Desmosomal mitochondrial associations, Electron micrographs of liver, Mitochondria: electron microscopy, The cell: images, Ultimate order, the cell

It seems to me that there is a pattern of thickness  changes(width or height if you wish… because of the orientation of the diagrams below) and the rigidity of the plasmalemma inherent in the desmosome (likely due to the transmembrane parts of desmoglein and desmocollin ) and that rigidity includes a specific intercellular space dimension. I have seen this published at about 34-38 nm (that is, from the inner leaflet of the plasmalemma of one cell to the inner leaflet of the plasmalemma of the adjacent cell) to be something on the order of 38 nm.  Using that dimension, if i measure from inside plasmalemma of one cell to the adjacent cell and compare that to the width from the same places in the 200 nm ring or annulus around the desmosome there is going to be a change in the dimensions (which i could measure as just a few nm greater than that within the area of the desmosome proper. And, then a reduction in the intercellular width (per the more routine proximities of two cells) which becomes something like 40 nm.

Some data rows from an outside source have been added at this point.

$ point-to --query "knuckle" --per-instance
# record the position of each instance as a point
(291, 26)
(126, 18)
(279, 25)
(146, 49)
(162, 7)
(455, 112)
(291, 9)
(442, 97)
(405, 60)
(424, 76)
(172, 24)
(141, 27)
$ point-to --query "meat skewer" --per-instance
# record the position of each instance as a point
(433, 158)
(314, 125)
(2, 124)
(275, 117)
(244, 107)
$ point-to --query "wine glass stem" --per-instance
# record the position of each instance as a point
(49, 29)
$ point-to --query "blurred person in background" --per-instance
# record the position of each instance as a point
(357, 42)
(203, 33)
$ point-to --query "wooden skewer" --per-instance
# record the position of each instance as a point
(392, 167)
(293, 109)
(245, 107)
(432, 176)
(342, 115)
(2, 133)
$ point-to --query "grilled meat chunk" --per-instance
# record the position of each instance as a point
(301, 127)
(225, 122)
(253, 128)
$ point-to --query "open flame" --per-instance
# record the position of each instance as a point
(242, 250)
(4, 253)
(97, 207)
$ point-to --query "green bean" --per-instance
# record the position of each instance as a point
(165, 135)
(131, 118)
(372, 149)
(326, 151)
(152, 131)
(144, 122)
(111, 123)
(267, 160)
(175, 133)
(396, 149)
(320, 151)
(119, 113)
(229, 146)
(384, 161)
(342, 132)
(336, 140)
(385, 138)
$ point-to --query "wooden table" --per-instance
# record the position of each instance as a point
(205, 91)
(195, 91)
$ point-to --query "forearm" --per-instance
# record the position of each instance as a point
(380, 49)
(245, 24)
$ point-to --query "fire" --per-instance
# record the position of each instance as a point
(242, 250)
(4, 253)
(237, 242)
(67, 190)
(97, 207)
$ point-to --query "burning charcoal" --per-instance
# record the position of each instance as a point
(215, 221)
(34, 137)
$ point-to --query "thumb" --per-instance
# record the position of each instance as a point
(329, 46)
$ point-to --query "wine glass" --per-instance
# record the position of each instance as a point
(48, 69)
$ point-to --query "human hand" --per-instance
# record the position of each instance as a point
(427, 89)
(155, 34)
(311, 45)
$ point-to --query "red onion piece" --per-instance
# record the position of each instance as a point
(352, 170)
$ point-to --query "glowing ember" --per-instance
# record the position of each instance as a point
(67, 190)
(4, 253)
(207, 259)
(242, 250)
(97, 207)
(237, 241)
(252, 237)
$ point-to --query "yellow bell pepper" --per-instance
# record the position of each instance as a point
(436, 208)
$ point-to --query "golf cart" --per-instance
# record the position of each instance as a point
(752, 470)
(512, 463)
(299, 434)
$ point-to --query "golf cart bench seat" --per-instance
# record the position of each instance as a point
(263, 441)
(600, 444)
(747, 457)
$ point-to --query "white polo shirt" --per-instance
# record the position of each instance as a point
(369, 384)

Here is an article which suggests some dimensions for the desmosome, but does not address adjacent variations in the plasmalemmae including the anulus.  You can compare with two images and measurements below. Keep in mind that the two images below are not derived completely randomly, as I picked two which had substructure which was clear enough to measure.  The annulus of these two desmosomes is indistinct, and longer than that seen in other desmosomes. This likely relates to the plane of section on a perpendicular axis of a round desmosome and surrounding annulus (the latter being increasingly seen as one sections nearer the periphery of the actual desmosome).

top diagram shows a length of two adjacent plasmalemma, measurements relative to that image, bottom one is a different desmosome, notice brown lines for intermediate filaments, black line for length of the desmosomal spot, dotted lines at periodicities of the bridges between desmocollins and desmogleins, outer dense line with dots, periodicities of the extracellular membrane anchor, pink bracket, thickness of the desmosomal intracellular elements, which includes proteins of the intracellular anchor (desmocollins and desmogleins) plakoglobin, plakophilin, desmoplakin and intermediate filaments (visible at the desmosomal-mitochondrial tether on the bottom more clearly than the desmosomal-mitochondrial tether seen at the top of the lower micrograph.  While a big deal is made of the inner and outer dense plaques of the intracellular part of the desmosome, the lower portion of the lower micrograph doesn’t make that case.  Were the micrograph sectioned end on to the intermediate filaments below, there might be a more visible inner dense plaque.  The outer dense plaque (plakophilins, plakoglobin portion and desmoplakin proteins) is well defined. NB, there is a “flatness” or “rigidity to the outer mitochondrial membrane where the intermediate filaments lie beside it… i hope to search for proteins that might be involved in the linking of mitochondria and intermediate filaments.